The sane alternative, for example, in the Asia Pacific (and elsewhere) would be the setting up of a genuinely impartial regional body whose number one priority would be the protection of the oceanic environment; the imposition of the most severe limits on the exploitation of the wealth of the seas and oceans; widening the domain of the “common heritage of humankind” by retracting these EEZs; and organising the distribution of whatever level of resource extraction that is allowed in the “global commons”, in proportion to the respective population sizes of the countries concerned.
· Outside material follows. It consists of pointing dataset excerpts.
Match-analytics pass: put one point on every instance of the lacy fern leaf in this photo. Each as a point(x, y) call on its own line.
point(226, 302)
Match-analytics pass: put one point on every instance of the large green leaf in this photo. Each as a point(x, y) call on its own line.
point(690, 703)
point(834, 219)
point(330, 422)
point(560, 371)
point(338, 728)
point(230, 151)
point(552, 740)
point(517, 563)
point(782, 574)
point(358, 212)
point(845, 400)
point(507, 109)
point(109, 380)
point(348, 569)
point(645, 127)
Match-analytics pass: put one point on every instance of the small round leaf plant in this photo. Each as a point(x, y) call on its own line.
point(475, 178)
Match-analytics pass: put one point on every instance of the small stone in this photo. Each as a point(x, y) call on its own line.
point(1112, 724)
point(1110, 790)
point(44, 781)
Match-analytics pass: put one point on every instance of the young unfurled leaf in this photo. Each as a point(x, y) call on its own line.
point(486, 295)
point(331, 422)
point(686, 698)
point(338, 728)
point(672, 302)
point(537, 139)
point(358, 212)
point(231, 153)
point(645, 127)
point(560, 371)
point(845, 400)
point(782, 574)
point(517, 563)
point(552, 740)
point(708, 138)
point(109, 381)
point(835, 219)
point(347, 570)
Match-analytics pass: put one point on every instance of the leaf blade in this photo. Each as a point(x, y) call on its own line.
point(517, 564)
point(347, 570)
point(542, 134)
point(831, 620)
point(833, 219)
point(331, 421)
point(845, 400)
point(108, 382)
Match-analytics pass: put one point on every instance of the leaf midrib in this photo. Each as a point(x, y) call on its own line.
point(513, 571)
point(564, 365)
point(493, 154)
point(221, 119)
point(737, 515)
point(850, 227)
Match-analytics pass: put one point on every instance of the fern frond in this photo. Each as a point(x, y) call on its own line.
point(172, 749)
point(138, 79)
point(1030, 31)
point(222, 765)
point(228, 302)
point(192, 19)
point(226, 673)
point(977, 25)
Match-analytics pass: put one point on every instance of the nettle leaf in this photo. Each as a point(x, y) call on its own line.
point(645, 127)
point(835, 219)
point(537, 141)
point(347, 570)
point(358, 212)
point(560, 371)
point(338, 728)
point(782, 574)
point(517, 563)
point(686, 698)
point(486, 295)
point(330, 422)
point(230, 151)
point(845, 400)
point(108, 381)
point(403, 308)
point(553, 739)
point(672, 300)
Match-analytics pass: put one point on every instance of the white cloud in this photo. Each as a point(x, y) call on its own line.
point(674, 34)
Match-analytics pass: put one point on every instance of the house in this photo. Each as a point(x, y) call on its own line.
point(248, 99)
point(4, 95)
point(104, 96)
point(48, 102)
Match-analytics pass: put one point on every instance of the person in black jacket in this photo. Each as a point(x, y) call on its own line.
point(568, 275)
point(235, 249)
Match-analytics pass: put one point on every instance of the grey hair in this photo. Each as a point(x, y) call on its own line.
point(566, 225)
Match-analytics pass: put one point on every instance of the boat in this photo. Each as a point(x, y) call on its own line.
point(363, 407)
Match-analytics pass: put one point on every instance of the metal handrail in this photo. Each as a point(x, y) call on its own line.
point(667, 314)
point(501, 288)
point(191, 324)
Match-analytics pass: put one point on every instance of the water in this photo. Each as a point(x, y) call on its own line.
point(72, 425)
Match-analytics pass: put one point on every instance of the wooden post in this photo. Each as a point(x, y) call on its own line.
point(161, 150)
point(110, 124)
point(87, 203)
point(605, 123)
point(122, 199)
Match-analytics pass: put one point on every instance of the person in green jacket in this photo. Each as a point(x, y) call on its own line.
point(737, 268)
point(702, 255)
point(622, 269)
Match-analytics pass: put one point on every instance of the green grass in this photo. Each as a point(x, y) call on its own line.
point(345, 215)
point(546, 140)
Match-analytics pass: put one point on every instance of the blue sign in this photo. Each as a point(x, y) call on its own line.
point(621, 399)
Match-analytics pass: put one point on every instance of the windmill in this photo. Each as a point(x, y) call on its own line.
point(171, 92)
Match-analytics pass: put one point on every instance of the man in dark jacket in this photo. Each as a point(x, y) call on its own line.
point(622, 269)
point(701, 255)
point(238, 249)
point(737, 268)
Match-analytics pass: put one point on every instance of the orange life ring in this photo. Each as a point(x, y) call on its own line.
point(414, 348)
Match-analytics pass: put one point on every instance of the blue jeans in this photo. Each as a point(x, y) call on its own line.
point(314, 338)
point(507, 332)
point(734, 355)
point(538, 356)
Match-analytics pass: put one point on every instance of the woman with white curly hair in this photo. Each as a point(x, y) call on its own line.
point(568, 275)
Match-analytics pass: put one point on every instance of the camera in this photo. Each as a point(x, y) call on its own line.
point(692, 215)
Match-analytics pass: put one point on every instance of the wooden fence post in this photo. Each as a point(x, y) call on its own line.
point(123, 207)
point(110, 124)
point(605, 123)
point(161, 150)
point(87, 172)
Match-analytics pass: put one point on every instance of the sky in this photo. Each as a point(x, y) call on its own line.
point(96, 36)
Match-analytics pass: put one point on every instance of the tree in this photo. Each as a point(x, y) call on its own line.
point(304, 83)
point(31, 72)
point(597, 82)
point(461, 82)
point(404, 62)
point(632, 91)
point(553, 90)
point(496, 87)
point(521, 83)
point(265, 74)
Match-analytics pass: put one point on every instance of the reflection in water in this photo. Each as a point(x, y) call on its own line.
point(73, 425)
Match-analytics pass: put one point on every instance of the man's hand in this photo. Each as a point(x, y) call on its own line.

Of course this is not going to happen. Instead, the process of privatising the seas via UNCLOS has been joined by the process of privatising the atmosphere through pollution permits and carbon trading. Outer Space in military and nuclear terms has for some time now already been privatised for the so-called security of some countries. We are not just going to cross the ‘two degree’ climate change barrier but are well on the way to racing beyond it, while other forms of grave ecological despoliation on land and on the seas are also guaranteed. Future generations will not forgive us for failing to sufficiently protect and preserve our global commons.